As the present work advanced from initial greenhouse studies to field trials, we found that considerably higher concentrations of STS were required in the field compared to what was effective in the greenhouse [23]. Thus, for method M1, we boosted the concentration from 0.5 to 2.5 mM STS. We also found in preliminary work that BA and STS treatments had to be started about 2 weeks before fork-type branching, an early indicator of flower initiation, to be effective. To ensure that early-flowering lines would receive PGRs early enough to be effective, we began treatments 5 weeks after planting. However, M1 resulted in a high average damage rating, and a high percentage of plants were killed (Table 1).
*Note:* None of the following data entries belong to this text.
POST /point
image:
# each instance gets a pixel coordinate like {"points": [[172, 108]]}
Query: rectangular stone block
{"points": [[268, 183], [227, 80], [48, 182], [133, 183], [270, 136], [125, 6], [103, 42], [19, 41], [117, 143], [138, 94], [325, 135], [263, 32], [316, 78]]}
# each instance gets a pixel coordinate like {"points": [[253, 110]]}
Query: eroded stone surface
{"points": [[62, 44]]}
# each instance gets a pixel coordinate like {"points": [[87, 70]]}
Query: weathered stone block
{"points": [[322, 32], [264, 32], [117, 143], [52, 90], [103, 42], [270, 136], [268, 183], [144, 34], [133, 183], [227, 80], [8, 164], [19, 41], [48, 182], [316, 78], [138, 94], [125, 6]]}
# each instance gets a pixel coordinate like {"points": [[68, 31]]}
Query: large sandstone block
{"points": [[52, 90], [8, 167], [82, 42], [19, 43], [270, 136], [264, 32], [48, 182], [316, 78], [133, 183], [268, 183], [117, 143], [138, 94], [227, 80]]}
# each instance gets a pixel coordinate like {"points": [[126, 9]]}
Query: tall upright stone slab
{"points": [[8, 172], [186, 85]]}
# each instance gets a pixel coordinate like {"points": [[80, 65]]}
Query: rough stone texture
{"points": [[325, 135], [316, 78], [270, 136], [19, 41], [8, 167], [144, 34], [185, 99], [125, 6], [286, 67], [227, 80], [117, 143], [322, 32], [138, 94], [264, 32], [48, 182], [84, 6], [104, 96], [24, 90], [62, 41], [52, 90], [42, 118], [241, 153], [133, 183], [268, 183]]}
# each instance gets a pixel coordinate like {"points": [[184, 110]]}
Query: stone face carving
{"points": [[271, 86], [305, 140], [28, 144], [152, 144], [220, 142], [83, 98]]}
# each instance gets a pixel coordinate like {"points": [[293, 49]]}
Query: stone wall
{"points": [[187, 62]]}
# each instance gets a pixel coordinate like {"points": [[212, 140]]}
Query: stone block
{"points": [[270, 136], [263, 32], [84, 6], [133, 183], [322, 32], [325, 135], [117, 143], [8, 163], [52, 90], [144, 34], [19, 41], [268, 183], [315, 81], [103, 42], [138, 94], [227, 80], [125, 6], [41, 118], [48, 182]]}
Phytodamage from high STS applications has long been recognized [17,29], and in field trials with cassava exposed to PGR treatments similar to those in the present study, authors describe phytodamage as a problem that limits treatment benefits [23,32]. Small young plants were particularly susceptible to BA and STS damage when applied at high concentrations. Nevertheless, our findings indicated that to enhance seed production, dosage needed to be in a range where some foliar damage was observed (Supplementary Figure S1). Furthermore, as plants grew larger at later stages, applied STS became diluted into larger biomass such that its effectiveness diminished. To achieve an optimal dosage, in M3, we increased dosage in proportion to plant height (Table 1). Method M3 successfully kept the average damage rating at an acceptable score of 1.22, while the number of seeds produced per plant was more than double the number of seeds produced without the treatments (Figure 3).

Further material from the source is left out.